Unique problems require unique solutions. If every protein is unique and presents unique challenges to achieve multi-gram yields of biologically active protein, then every expression vector should be unique, too. In Vectron, we have developed a suite of technologies to build unique expression vectors for each protein. This includes VB Expression, a modular expression vector for combining proprietary expression elements in various configurations; and VB Evolution, a directed evolution approach to discover/create entirely novel expression vectors that have been evolved to give maximized yields of soluble protein. VB Expression and VB Evolution are based on Vectron’s profound understanding of manipulating and engineering expression cassettes based on the Pm promoter and the use of RK2 minimal replicons for stable expression. This results in unique expression vectors that give higher titers than what can usually be achieved with conventional expression vectors that are not optimized for every protein.

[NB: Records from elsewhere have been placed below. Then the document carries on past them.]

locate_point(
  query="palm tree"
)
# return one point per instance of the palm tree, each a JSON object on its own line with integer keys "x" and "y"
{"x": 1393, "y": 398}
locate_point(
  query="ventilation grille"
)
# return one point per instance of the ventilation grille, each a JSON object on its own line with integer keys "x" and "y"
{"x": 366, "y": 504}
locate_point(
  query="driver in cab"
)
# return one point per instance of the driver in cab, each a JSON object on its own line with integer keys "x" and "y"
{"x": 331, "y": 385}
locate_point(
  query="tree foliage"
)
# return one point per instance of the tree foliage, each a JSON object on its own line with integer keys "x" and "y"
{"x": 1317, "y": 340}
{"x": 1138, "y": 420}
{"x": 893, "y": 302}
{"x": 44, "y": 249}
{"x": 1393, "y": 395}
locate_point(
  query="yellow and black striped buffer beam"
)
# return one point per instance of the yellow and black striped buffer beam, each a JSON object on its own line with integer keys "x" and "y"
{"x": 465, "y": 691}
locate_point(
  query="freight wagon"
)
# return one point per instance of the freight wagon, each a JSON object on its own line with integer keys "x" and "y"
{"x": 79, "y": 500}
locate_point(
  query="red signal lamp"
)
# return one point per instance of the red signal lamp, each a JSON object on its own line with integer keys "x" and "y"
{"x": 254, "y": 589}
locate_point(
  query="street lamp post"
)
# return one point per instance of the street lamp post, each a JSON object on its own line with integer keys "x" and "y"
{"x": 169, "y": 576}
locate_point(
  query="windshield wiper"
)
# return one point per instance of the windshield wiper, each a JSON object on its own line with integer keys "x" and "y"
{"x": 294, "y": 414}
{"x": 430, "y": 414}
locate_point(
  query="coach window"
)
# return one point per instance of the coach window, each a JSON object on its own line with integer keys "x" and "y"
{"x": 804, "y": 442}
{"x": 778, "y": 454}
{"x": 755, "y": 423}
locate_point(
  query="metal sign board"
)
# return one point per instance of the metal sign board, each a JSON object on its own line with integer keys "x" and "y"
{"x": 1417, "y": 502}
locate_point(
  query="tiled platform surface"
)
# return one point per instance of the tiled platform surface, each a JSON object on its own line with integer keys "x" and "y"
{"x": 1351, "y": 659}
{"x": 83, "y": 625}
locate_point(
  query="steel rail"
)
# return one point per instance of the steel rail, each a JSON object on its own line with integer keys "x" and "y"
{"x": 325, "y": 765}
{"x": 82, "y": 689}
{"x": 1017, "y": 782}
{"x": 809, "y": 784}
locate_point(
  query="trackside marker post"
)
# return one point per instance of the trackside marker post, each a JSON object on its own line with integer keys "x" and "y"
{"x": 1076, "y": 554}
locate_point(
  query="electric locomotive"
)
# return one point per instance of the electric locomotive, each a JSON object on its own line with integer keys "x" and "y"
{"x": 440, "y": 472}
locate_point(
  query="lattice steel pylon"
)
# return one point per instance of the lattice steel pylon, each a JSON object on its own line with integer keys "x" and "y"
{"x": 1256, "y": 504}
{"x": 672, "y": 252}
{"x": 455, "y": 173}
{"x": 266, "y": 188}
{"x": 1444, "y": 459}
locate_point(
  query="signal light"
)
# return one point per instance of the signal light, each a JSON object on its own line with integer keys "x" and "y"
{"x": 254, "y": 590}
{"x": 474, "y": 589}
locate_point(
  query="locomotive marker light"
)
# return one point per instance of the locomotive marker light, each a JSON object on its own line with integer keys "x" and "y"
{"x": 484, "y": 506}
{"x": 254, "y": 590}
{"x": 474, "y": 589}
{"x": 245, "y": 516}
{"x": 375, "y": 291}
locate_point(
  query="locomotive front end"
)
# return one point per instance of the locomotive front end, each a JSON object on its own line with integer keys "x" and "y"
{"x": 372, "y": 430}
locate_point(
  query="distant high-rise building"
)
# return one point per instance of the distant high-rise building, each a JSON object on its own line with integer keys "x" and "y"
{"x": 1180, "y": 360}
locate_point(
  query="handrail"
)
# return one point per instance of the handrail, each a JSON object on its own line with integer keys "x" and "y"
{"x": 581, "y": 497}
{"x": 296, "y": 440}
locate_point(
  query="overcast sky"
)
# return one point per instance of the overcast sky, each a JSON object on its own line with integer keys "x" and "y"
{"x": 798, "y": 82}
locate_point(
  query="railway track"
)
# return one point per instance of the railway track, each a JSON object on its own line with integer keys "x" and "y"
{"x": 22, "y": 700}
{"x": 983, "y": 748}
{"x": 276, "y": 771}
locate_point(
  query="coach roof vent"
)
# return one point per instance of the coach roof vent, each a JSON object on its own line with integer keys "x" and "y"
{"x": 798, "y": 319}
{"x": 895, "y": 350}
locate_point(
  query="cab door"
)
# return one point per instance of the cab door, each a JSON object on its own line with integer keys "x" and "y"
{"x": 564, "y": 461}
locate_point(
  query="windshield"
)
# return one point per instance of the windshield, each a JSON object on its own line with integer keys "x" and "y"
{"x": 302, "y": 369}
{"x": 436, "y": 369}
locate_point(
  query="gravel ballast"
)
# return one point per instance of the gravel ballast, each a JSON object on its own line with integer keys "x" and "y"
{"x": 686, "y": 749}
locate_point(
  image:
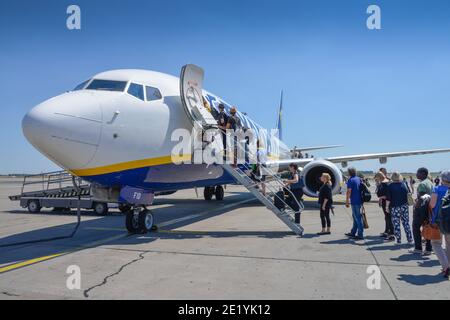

We have now extended our expression platforms with a recently acquired secretion technology, VB Secretion. This technology is based on genetically engineered E. coli cells that allow for the directed secretion of proteins into the extracellular environment. As far as we are aware, this is the first technology for directed secretion of proteins in E. coli to be commercially available. This brand-new technology is expected to substantially reduce downstream costs and issues for many industrially manufactured proteins.
Vectron’s expression technologies can help ensure a stable, highly productive platform for scale up and save development time, as well as facilitate regulatory validation. A typical project takes 2-6 months, and the deliverables are a research cell bank with all documentation describing the work that has been performed and the expression vector that has been developed.
Ensuring regulatory success begins with a reliable expression system. Applying a QBD approach early on in the development process not only provides a more predictable outcome but begins to build the SOPs documentation and protocols for scale up and regulatory filings. The benefit of this approach is a more streamlined scale up whether it be in house or with a CDMO. One way to maximize success, particularly with difficult to express proteins, is working with a development partner with expertise in this area. Vectron Biosolutions has this unique experience and has already developed a modular expression vector with proprietary expression elements in various configurations. This ‘unique solution for unique problem’ approach helps our partners successfully move through their development process while building the foundation for a successful regulatory submission.